Debo confesarte: me encanta la buena vida (y la poca vergüenza). Adoro tirarme en el sillón y ver Los Simpson, comiendo una barra gigante de chocolate. Y entonces, de pronto, sucede: alguien toca el timbre de la casa.
Cruzo los dedos para que sea un pedigüeño (como dicen mis papás), ¡hasta un testigo de Jehová me parece caído del cielo! Pero no: son visitas inesperadas. Aquel tío que siempre va el domingo en la tarde, sin avisar, y que prácticamente sólo te conoce en pijama.
A veces corro a mi pieza a cambiarme de ropa y ponerle algo de color a mi rostro de zombie, pero hay ocasiones en que simplemente no alcanzo: de pronto escucho un “hola” a la distancia, y mi cara se deforma. ¡Qué vergüenza!

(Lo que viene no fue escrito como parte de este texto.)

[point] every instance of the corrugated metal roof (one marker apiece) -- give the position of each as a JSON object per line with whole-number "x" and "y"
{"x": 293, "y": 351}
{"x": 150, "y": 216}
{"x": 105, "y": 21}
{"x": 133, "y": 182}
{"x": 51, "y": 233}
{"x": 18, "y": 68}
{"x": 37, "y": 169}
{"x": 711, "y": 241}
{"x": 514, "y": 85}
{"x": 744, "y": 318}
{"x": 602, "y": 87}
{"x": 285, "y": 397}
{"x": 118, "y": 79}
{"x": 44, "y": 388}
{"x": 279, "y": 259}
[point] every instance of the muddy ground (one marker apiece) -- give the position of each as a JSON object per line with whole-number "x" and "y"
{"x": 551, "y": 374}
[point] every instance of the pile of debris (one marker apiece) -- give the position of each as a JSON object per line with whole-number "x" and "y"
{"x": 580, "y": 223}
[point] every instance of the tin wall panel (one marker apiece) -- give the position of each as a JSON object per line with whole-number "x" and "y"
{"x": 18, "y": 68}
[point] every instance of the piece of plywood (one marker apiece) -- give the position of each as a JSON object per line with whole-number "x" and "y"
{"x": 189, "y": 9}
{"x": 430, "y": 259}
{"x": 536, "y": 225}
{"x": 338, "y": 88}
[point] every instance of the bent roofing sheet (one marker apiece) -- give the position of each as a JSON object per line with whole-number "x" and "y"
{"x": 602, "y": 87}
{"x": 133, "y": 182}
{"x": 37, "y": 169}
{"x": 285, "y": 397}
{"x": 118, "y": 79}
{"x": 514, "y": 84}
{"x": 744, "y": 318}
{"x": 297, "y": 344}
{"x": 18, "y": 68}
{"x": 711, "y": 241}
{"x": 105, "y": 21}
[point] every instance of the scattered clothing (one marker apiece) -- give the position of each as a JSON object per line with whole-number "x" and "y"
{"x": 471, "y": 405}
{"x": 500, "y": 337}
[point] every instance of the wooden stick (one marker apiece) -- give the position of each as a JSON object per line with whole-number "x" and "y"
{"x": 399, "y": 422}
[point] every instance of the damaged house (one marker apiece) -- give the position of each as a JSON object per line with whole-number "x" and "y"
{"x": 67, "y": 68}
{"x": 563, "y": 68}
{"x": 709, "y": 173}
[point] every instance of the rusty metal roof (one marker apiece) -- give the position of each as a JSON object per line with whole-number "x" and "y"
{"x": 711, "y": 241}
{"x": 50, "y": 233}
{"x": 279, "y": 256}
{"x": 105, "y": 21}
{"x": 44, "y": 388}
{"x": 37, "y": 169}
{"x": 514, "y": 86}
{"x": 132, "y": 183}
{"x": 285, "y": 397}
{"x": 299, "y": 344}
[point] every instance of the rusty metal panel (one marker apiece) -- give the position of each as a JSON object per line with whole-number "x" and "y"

Sé que no es tan terrible, estoy en mi casa y tengo derecho a vestir como se me plazca. Sim embargo, ¡odio que me vean desarreglada! Y me refiero al punto en que parece que te estuviste revolcando en el patio, o que estás a un paso de convertirte en la señora de los gatos. Mis papás y hermanos me conocen desde siempre y me da lo mismo, hasta mi pololo puede verme sin maquillaje y con ropa americana dos tallas más grandes, ¡pero nadie más!
Lo más estresante de todo no sólo es mi aspecto, sino que mi hogar luce igual que yo: es-pan-to-so. No he lavado la loza en dos días, la mesa está llena de platos y mi ropa se acumula en las camas y las sillas. Personas del mundo, ¡llamen antes de ir a visitar a alguien!
Y a ti, ¿qué te parecen las visitas inesperadas?